Complementing the existing Genoscope Oikopleura database, OikoBase now provides transcriptomics data across the animal’s entire life cycle. OikoBase also annotates Genoscope gene models with predicted functions including GO terms, InterPro domains and informative gene names, giving researchers readily accessible, biologically relevant data on these genes through a browser interface. We have also implemented a BLAST function that allows researchers to search for homologs of their gene of interest. As a more systemic library of temporal and spatial O. dioica in situ images becomes available to significantly complement the temporal transcriptome profiles, such a library will also be incorporated into OikoBase. Genoscope provides sequence resources for a large and expanding number of species, whereas OikoBase is a more dedicated and focused database that will remain an active and improving urochordate resource. Studies are underway to provide more detailed analysis of developmental programs and we plan to layer into the OikoBase resource further transcriptomics interrogations of animal responses to environmental stressors (both tiling array and RNA-seq data), developmental CAGE data for accurate annotation of transcription start sites, and global analysis of histone modifications (regulating chromatin structure and transcriptional states in specific developmental contexts) through ChIP-chip and ChIP-seq.

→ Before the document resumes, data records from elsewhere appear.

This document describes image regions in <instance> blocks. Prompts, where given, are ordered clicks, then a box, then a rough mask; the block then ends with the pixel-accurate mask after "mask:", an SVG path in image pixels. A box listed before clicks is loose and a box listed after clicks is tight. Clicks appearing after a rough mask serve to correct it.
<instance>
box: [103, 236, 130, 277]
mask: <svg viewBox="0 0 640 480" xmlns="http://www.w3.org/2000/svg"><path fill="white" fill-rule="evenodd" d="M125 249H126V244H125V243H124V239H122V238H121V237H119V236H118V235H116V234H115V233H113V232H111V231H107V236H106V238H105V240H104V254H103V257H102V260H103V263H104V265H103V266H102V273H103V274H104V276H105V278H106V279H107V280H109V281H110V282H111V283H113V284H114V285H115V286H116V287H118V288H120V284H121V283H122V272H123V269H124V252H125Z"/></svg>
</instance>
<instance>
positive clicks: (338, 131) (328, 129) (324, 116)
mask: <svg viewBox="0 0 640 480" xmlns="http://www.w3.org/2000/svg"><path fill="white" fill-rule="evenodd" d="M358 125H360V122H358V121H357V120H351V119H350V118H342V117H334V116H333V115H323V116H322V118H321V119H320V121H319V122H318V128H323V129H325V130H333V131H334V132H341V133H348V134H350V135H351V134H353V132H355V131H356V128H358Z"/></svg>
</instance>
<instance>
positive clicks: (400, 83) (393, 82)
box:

Supplementary Data are available at NAR Online: Supplementary Figure 1.
The Norwegian Research Council [183690/S10 NFR-FUGE to D.C. and E.M.T., 204891/F20 NFR-FRIBIO to J.R.M. and E.M.T.]; NFR [133335/V40 to E.M.T.]; Funding for open access charge: J Robert Manak start-up funds.
Conflict of interest statement. None declared.
The authors thank Jean-Marie Bouquet and the staff of Appendic Park, Sars Centre, for their efforts in producing a continuous supply of Oikopleura and David Osborne for identifying the phenomenon of density induced developmental stasis. The authors also thank Willem Haagmans, Roche NimbleGen, for initial consultations on the design of the custom Oikopleura tiling array.